Las frases de tu madre que sólo aciertas a comprender cuando tú eres madre

Ponías los ojos en blanco, bufabas o salías corriendo a la más mínima oportunidad sólo para no tener que volver a escucharlas. Y ahora que eres tú la que se encuentra ejerciendo el rol de madre una de esas frases (¡no, no puede ser!) acaba de salir por tu boca. Y, ay, todo cobra sentido, incluso eso de “cuando seas madre lo entenderás”.

1.- Ordena esta pocilga.

Pensabas que estaba invadiendo tu intimidad o que tenía algún tipo de trastorno obsesivo-compulsivo con la limpieza. Se ponía tan histérica como tú ahora cuando entras en su cuarto y te clavas alguno de sus juguetes en los pies.

2.- ¿Crees que el dinero crece en los árboles?

También nos soltaba su variante castiza: ¿te crees que soy el Banco de España? Y te llevaba los demonios que no te soltara la pasta cada vez que se la pedías, pero ahora entiendes la importancia de enseñarles el valor de las cosas.

3.- Las cosas buenas les pasan a aquellos que tienen paciencia.

Con quince años es difícil entender que quieres algo y lo quieres YA, pero ahora sabes que conseguir un objetivo lleva tiempo, esfuerzo y ganas.

4.- Tú te debes creer que yo nunca tuve tu edad.

Nos costaba creer que nuestras madres eran... ¡personas! Mujeres con sueños, inquietudes, hobbies y entendían bien lo que nos estaba pasando por nuestra cabeza, porque ellas habían pasado por lo mismo. Y habían tenido las mismas locas ideas.

5.- No me he sentado en todo el día.

Refunfuñabas y te decías que estaba exagerando, que era una quejica o pretendía hacerte sentir mal, pero ahora eres tú la que lleva horas de un lado para otro y matarías por sentarte cinco minutos en el sofá.

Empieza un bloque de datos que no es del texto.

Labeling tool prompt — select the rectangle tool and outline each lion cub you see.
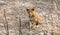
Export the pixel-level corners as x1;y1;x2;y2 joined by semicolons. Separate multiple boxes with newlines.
26;8;42;29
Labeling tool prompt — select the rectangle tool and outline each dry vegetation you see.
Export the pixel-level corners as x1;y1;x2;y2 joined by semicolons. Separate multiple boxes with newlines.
0;0;60;35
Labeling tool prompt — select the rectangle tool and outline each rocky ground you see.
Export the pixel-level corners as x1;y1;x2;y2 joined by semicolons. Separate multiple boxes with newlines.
0;0;60;35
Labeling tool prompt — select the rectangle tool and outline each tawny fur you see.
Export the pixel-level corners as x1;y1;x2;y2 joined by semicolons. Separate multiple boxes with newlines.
26;8;42;28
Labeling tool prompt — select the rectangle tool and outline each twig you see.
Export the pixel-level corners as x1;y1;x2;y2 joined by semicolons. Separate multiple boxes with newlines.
4;9;9;35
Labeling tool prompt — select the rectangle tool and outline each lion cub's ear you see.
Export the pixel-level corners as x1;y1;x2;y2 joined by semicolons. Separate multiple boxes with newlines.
31;8;34;11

6.- A mí lo que haga Fulanito me da igual.

Curiosamente también le daba igual si Zutanito se tiraba por un puente o si a Menganito le dejaban salir hasta las tantas. Qué curioso, a ti te pasa exactamente lo mismo con esos desconocidos malcriados con los que se juntan tus hijos.

7.- Si voy yo sí que lo encuentro.

Y vaya si lo hacía. Ya le gustaría a los ingenieros de Google ser tan eficaces encontrando cosas a la primera como tu madre o como tú ahora.

8.- Te lo digo por tu bien.

No la creías en absoluto, pensabas que sólo lo decía para convencerte de que hicieras lo que ella quería. Pero es que no sabías lo muchísimo que se puede querer a otro ser humano, de qué manera tan incondicional y tan poco egoísta...

9.- Esto no es un hotel.

Las comparaciones son odiosas y ahora que tú has abierto tu propio hotel con servicio de lavandería y de habitaciones te das cuenta de que el suyo era un cinco estrellas.

10.- ¿Te has lavado ya las manos?

Qué obsesión tenía con el asunto. Y eso que no había tantos estudios científicos sobre el tema y sobre el papel protagonista que tienen las manos limpias para evitar hasta el catarro más tonto.

11.- De la hermosura no se come.

Estudia, trabaja, esfuérzate por algo que no sea tu físico, hazte valer por algo más importante que el maquillaje que llevas. Difícil creerla. Con quince egocéntricos años es difícil pensar que hay algo más importante que cómo te sientan esos vaqueros, pero todo ha cambiado ahora, ¿verdad?

12.- Mi casa, mis normas.

Estabas deseando independizarte para tener tu propia casa y tus propias normas. Y ahora que lo has conseguido no va a venir un renacuajo a saltárselas, ¿verdad? Uy, qué casualidad...

13.- Porque lo digo yo.

¿Cuántas discusiones terminaban así? Más o menos las mismas que ahora, cuando te ves en un callejón sin salida y no sirve ningún razonamiento, ninguna explicación y ninguna norma.